A Closer Look at Nolen Ellison:
Years at KU: 1959-63
Career Notables: All-Big Eight in 1962 and ‘63...Career-high 32 points on Dec. 29, 1962...Led team in free throw percentage in 1962 (81.1)...Member of Big 8 Holiday Tournament Championship team in 1962-63...Ended career as No. 5 leading scorer in KU history (now No. 38)...captain of 1962-63 team.
Family: Wife, Carole, sons Marc, 40, Steven, 37, and four grandchildren.
Education: 1963, B.S. Education (history and psychology); 1971. Ph.D. Higher Education and Leadership. Michigan State.
Since Leaving KU: Ellison taught at Sumner High School in Kansas City for five years before being elected to public office on the board of trustees, where he served for a year and a half while also working in the city planning department. In 1968, he went to Michigan State to pursue a master’s and doctorate degree. He was president of Seattle Central Community College from 1972-73. In 1974, Ellison became the president and chancellor at Cuyahoga Community College in Cleveland. He enjoyed 18 years of service there before returning to Kansas City in 1991. After dividing his time as a visiting professor in urban affairs at UMKC and as a consultant to the Samuel Rodgers Community Health Clinic, Ellison took an appointment at UMKC as a Schutte professor of urban affairs. He was the Schutte chair from 1994 until his retirement in 2001.
Currently: Ellison is retired and living in native Kansas City, Kan.

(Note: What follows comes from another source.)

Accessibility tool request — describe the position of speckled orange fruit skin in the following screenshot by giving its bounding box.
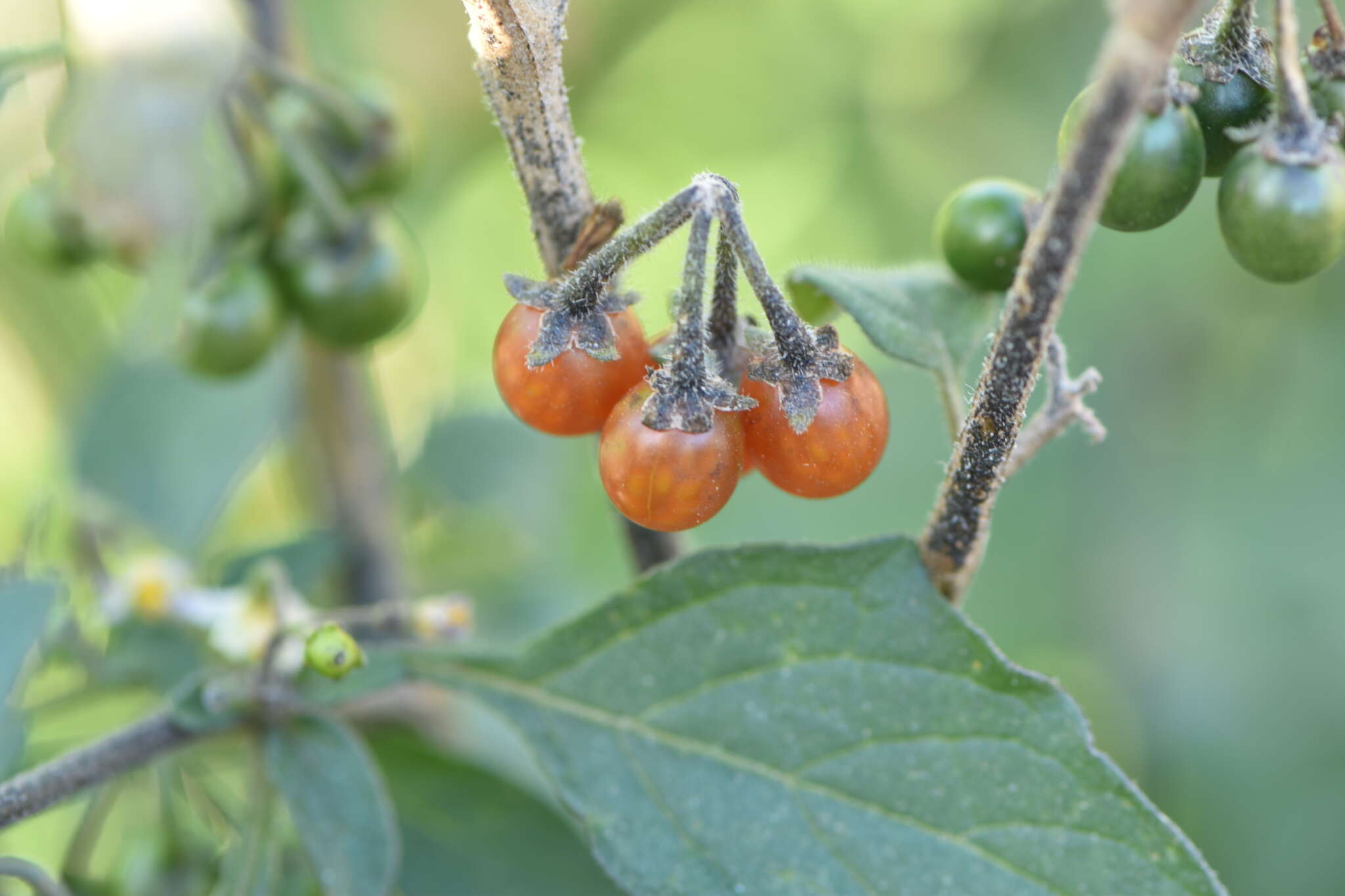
[742,357,888,498]
[493,305,650,435]
[597,383,747,532]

Hobbies: Reading and watching sports.
Favorite Memories: Playing with his older brother, Butch. “We were only the second brother team to play at the same time at KU. That was really kind of a special occasion for me as I reflect back on my KU years. We were the first and only black brothers that played there during that period of time, and came early on the front end of minority players there at the university. That sticks out in our minds. We talk about it today an awful lot, the desegregation of colleges and universities and athletics. That’s the kind of distinction that will probably be there forever.”...”The opportunity to be enculturated in the KU tradition after Wilt Chamberlain, Bill Bridges, Ron Loneski. The football greats like John Hadl, Doyle Schick, Curtis McClinton, Burt Coan. I think when I arrived at KU as a freshman to see Allen Fieldhouse and know you were going to play, these were the impressions that really motivated and spurred me on to want to make a contribution at the university.”
On the Jayhawks Today: “Roy Williams is a wonderful coach. He continues to recruit wonderful kids, and I’m keeping my fingers crossed at some point that his wonderful coaching and wonderful kids are going to end up with another national championship.”

2 comments:
Another fantastic article by David Garfield that chronicles and celebrates a great KU athlete and inspiring human being!
Thanks so much for the kind words. Deeply humbled. Nolen Ellison was definitely a true inspiration! My hero forever!